March 4, 2015 (Toronto) – In response to the World Health Organization’s (WHO) announcement regarding their guideline on “Sugars intake for adults and children” earlier today, the Canadian Beverage Association (CBA) issued the following statement:
The Canadian Beverage Association (CBA) fully supports efforts by the WHO to reduce non-communicable diseases and promote active and healthy lifestyles in communities worldwide. The CBA believes it is critical that policymakers ensure dietary recommendations are founded on the totality of evidence-based science to address important health challenges such as obesity.
The CBA notes that consumption of free (i.e. “added”) sugars in Canada is estimated to be 10.7% of total energy intake[i], in line with the WHO recommendation to keep intake to 10% of total energy. This is well below the suggested maximum of 25% of total energy intake as set out in the Institute of Medicine’s “Dietary Reference Intakes” that form the basis of Canada’s dietary guidance.

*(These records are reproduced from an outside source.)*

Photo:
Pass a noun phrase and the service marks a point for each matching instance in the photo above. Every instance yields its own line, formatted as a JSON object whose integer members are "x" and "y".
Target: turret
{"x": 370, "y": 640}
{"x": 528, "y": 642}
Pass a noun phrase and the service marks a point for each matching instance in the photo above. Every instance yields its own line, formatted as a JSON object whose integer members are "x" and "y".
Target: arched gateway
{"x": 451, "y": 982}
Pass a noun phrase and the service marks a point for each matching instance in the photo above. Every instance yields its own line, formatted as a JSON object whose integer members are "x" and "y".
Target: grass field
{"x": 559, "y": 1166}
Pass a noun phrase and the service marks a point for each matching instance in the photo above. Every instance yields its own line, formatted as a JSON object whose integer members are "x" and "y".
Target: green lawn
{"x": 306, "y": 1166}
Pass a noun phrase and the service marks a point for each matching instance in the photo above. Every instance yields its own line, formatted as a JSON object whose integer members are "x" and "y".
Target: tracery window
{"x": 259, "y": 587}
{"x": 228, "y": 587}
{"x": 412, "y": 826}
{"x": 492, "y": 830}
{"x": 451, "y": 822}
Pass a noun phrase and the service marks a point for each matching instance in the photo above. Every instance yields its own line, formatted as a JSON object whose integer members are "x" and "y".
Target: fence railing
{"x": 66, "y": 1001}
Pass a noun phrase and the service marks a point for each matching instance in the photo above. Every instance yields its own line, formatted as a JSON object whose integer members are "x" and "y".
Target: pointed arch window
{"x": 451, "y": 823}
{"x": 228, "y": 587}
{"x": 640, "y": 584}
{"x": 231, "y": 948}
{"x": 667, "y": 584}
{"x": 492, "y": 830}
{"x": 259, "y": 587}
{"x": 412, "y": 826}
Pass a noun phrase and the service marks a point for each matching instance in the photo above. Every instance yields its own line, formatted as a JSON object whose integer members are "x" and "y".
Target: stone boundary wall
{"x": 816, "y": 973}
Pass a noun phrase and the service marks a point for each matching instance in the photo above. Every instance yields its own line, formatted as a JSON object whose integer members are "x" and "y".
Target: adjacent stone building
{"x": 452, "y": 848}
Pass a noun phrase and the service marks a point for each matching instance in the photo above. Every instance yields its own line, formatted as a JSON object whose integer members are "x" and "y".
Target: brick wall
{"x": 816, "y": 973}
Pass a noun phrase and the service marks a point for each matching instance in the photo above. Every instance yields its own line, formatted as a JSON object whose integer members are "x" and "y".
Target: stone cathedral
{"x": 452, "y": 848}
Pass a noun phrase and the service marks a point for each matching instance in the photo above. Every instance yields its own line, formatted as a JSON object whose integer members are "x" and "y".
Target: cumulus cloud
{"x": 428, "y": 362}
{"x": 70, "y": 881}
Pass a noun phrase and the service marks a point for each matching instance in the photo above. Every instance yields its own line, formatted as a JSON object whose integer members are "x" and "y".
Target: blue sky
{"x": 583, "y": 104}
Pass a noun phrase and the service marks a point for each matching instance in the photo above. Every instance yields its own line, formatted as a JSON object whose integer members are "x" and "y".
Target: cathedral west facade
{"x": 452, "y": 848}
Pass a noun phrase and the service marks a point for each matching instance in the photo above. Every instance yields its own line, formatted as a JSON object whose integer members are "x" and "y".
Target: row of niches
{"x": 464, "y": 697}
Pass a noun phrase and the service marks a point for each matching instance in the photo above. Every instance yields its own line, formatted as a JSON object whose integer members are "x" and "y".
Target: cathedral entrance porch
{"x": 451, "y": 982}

The CBA is disappointed WHO made the conditional recommendation of “a further reduction of the intake of free sugars to below 5% of total energy intake”, as it does not reflect scientific agreement on the totality of evidence. In fact, the WHO recommendation is based on three studies about sugar consumption and dental caries that were judged to be of “very low scientific quality” by the researchers selected by WHO to conduct the evidence review.

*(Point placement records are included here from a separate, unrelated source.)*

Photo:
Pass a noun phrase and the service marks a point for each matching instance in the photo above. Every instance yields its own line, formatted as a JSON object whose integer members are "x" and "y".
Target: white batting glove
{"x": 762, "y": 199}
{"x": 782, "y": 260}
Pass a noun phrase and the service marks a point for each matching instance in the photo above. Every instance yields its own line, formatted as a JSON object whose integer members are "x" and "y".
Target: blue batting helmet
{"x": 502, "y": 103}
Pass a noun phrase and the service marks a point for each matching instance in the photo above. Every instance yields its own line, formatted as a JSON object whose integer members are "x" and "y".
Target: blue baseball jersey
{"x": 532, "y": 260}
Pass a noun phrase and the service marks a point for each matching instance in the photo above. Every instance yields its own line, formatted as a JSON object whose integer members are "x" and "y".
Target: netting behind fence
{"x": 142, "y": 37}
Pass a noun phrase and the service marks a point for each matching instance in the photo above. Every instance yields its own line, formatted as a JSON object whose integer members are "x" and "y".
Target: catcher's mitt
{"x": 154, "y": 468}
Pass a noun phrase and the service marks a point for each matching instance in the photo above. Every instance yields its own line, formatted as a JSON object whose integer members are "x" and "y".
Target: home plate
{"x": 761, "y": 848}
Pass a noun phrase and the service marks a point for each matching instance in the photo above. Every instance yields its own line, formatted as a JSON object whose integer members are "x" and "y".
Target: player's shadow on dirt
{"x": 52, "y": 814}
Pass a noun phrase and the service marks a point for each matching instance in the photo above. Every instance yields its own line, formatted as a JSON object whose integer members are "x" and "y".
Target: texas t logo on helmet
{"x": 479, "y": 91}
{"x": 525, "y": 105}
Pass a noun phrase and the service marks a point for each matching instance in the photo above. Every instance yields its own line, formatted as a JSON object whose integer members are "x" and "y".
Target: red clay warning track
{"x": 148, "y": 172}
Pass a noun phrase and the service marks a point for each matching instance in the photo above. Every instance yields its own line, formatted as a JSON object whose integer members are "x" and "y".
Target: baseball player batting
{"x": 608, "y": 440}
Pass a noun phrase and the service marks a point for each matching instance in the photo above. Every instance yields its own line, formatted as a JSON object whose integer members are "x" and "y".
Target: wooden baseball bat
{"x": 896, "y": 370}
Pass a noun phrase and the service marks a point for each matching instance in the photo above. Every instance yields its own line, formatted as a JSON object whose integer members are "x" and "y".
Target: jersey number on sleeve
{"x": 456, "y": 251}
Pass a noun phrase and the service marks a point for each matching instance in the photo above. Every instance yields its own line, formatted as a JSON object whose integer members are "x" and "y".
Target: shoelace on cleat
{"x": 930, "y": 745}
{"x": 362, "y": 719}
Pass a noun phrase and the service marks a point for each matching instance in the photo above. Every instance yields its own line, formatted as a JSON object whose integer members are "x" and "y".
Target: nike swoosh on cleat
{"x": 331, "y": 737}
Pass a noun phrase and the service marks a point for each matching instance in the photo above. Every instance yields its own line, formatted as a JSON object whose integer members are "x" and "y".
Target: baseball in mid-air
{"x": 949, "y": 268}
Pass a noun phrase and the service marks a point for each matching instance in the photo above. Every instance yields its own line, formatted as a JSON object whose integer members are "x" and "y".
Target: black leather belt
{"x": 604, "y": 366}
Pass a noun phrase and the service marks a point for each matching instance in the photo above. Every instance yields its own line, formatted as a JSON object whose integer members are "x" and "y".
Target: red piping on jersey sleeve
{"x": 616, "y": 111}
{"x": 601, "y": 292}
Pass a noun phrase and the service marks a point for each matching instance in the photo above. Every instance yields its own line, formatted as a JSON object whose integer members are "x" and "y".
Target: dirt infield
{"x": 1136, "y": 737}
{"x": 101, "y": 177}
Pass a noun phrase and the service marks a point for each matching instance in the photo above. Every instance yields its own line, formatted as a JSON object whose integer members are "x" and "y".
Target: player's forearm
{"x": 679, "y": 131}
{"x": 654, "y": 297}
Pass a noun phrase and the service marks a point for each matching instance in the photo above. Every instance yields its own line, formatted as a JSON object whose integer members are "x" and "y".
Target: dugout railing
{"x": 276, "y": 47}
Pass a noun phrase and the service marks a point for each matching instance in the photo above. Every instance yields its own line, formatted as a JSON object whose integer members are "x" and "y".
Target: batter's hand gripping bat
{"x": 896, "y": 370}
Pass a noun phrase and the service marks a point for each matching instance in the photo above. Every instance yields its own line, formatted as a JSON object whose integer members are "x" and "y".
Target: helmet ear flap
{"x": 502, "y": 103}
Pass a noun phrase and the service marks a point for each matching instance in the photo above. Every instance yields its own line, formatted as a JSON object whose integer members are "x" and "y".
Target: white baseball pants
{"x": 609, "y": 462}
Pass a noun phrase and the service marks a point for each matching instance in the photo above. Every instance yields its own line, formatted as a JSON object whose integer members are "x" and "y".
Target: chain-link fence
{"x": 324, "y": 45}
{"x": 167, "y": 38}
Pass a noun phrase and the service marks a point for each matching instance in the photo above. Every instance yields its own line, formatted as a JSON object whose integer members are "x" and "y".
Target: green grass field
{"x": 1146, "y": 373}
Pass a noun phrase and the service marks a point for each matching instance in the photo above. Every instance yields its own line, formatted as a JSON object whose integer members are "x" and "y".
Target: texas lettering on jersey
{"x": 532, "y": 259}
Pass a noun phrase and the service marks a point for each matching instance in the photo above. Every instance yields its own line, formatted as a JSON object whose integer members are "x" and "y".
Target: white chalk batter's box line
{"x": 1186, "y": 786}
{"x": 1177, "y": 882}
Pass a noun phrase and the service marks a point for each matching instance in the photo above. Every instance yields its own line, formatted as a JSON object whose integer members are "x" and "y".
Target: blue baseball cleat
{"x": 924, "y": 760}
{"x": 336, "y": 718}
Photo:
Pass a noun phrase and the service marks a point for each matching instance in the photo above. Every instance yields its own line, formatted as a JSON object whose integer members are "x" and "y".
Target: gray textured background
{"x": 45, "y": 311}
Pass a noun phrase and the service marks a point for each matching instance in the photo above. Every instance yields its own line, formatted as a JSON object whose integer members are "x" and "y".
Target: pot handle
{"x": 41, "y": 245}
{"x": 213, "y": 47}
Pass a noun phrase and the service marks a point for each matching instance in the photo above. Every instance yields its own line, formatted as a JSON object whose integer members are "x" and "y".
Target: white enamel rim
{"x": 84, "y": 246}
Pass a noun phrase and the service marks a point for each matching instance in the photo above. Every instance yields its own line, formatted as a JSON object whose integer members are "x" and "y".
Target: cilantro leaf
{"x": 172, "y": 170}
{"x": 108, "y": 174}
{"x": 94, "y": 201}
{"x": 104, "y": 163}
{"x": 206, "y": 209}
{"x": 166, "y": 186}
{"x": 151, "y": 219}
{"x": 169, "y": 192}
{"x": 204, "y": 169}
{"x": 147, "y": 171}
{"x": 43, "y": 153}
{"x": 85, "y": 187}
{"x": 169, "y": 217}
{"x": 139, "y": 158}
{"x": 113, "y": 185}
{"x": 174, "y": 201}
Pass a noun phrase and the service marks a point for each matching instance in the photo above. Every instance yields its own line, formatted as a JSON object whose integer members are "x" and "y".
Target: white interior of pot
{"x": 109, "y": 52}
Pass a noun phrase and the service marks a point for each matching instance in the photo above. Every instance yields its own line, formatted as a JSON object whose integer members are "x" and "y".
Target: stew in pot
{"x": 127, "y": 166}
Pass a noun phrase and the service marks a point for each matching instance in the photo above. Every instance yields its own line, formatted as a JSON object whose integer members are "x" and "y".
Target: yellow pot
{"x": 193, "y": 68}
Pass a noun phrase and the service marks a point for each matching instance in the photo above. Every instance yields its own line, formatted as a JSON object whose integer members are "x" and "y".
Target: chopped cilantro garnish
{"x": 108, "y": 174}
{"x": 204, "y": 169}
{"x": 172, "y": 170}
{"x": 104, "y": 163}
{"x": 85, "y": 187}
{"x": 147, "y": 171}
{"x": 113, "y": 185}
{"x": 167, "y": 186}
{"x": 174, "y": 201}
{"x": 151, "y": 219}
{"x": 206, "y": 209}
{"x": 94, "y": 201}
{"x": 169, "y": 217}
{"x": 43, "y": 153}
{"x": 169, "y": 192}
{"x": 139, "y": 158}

The CBA encourages all parties to focus on what the WHO has clearly defined as the primary cause of obesity: an imbalance between calories in (those consumed from all foods and beverages) and calories out (those burned through physical activity).

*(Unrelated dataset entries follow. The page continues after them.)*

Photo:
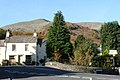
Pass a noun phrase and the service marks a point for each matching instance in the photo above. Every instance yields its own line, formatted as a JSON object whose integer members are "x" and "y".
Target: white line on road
{"x": 64, "y": 76}
{"x": 90, "y": 78}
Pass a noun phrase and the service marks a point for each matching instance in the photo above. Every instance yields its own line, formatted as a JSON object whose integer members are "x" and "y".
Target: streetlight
{"x": 35, "y": 36}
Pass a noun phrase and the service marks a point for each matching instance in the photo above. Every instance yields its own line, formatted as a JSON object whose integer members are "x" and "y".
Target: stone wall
{"x": 70, "y": 67}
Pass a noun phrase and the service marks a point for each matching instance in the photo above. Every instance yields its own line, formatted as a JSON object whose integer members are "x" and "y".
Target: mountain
{"x": 88, "y": 29}
{"x": 28, "y": 26}
{"x": 91, "y": 25}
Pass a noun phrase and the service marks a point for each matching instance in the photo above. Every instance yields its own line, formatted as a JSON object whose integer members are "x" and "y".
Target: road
{"x": 45, "y": 73}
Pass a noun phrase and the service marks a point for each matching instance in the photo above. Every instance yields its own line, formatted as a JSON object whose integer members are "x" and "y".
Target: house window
{"x": 13, "y": 47}
{"x": 26, "y": 47}
{"x": 11, "y": 57}
{"x": 28, "y": 58}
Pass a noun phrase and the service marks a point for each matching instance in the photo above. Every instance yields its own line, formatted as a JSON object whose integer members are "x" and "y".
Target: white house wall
{"x": 2, "y": 54}
{"x": 20, "y": 50}
{"x": 42, "y": 50}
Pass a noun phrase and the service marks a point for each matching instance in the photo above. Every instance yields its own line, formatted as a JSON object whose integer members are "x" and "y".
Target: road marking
{"x": 64, "y": 76}
{"x": 90, "y": 78}
{"x": 74, "y": 76}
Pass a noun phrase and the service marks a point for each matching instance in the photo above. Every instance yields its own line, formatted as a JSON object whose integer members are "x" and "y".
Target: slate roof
{"x": 1, "y": 43}
{"x": 21, "y": 39}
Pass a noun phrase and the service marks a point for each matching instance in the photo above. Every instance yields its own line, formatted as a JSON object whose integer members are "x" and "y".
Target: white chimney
{"x": 35, "y": 34}
{"x": 7, "y": 34}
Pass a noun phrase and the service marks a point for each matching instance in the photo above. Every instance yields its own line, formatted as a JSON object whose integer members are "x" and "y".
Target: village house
{"x": 22, "y": 48}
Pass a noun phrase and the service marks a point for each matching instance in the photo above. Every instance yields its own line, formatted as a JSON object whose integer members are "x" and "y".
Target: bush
{"x": 5, "y": 62}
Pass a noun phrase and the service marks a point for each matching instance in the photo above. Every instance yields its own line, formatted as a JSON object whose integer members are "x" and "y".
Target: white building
{"x": 22, "y": 48}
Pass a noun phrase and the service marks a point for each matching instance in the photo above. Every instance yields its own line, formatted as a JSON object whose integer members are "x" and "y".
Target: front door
{"x": 28, "y": 58}
{"x": 19, "y": 58}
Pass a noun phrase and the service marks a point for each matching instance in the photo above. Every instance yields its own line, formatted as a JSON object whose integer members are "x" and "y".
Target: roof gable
{"x": 21, "y": 39}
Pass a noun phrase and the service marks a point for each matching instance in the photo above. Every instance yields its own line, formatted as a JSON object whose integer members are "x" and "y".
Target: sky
{"x": 13, "y": 11}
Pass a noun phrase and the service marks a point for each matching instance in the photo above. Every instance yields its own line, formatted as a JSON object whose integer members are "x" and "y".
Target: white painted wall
{"x": 20, "y": 50}
{"x": 42, "y": 50}
{"x": 2, "y": 54}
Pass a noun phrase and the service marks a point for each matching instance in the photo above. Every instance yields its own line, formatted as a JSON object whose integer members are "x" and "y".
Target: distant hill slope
{"x": 91, "y": 25}
{"x": 28, "y": 26}
{"x": 88, "y": 29}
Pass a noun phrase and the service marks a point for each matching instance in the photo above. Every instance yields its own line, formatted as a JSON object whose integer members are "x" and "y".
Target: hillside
{"x": 28, "y": 26}
{"x": 88, "y": 29}
{"x": 91, "y": 25}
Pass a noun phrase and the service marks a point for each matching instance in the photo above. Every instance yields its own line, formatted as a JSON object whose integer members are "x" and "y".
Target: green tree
{"x": 2, "y": 34}
{"x": 58, "y": 19}
{"x": 84, "y": 51}
{"x": 110, "y": 36}
{"x": 58, "y": 43}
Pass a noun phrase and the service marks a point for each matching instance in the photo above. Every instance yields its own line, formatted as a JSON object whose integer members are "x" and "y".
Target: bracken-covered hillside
{"x": 88, "y": 29}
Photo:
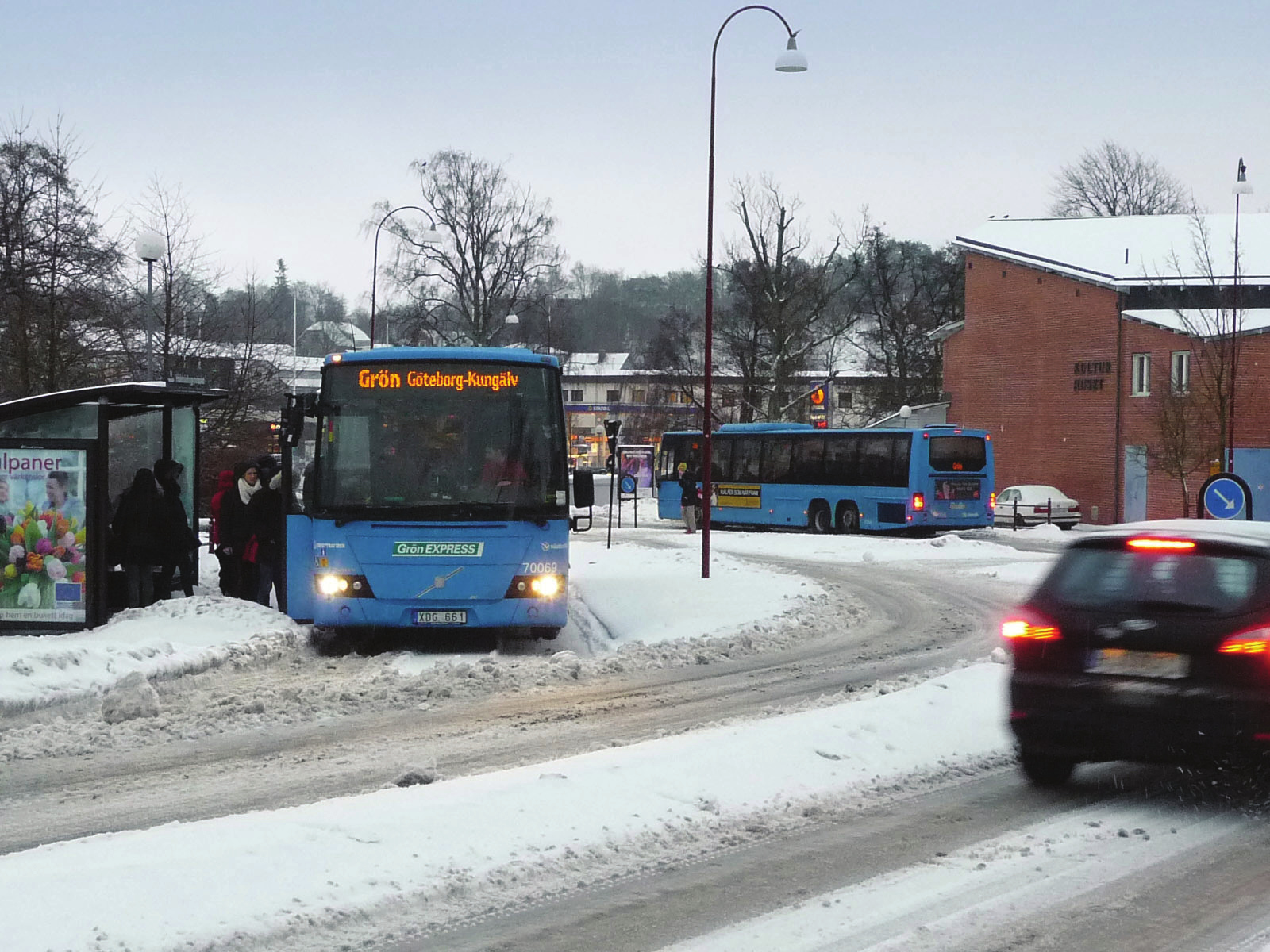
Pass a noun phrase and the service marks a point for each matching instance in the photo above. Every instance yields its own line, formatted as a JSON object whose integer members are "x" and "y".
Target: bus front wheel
{"x": 819, "y": 520}
{"x": 849, "y": 518}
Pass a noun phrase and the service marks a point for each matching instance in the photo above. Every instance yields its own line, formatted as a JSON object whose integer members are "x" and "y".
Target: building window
{"x": 1180, "y": 376}
{"x": 1141, "y": 374}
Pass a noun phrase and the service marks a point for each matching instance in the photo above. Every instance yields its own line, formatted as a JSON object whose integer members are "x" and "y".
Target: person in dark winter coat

The CBA welcomes the opportunity to work with the WHO, all levels of Canadian government, and other stakeholders to pursue effective and practical solutions to health issues. Solutions should focus on collective efforts across government, civil society and industry that promote balanced diets, and regular physical activity. CBA and its members will continue to offer innovative ways to help Canadian consumers achieve calorie balance through a wide choice of beverage options, including smaller portion sizes, no-and low-calorie beverages, and transparent, fact-based nutrition information.
The Canadian Beverage Association is the national trade association representing the broad spectrum of companies that manufacture and distribute the majority of non-alcoholic refreshment beverages consumed in Canada. Over 58,000 individuals are employed directly, indirectly and through induced jobs in the Canadian beverage industry.
[i] Brisbois TD, Marsden S, Anderson GH, Sievenpiper JL. “Estimated intakes and sources of total and added sugars in the Canadian diet”. Nutrients. 2014;6(5):1899-1912.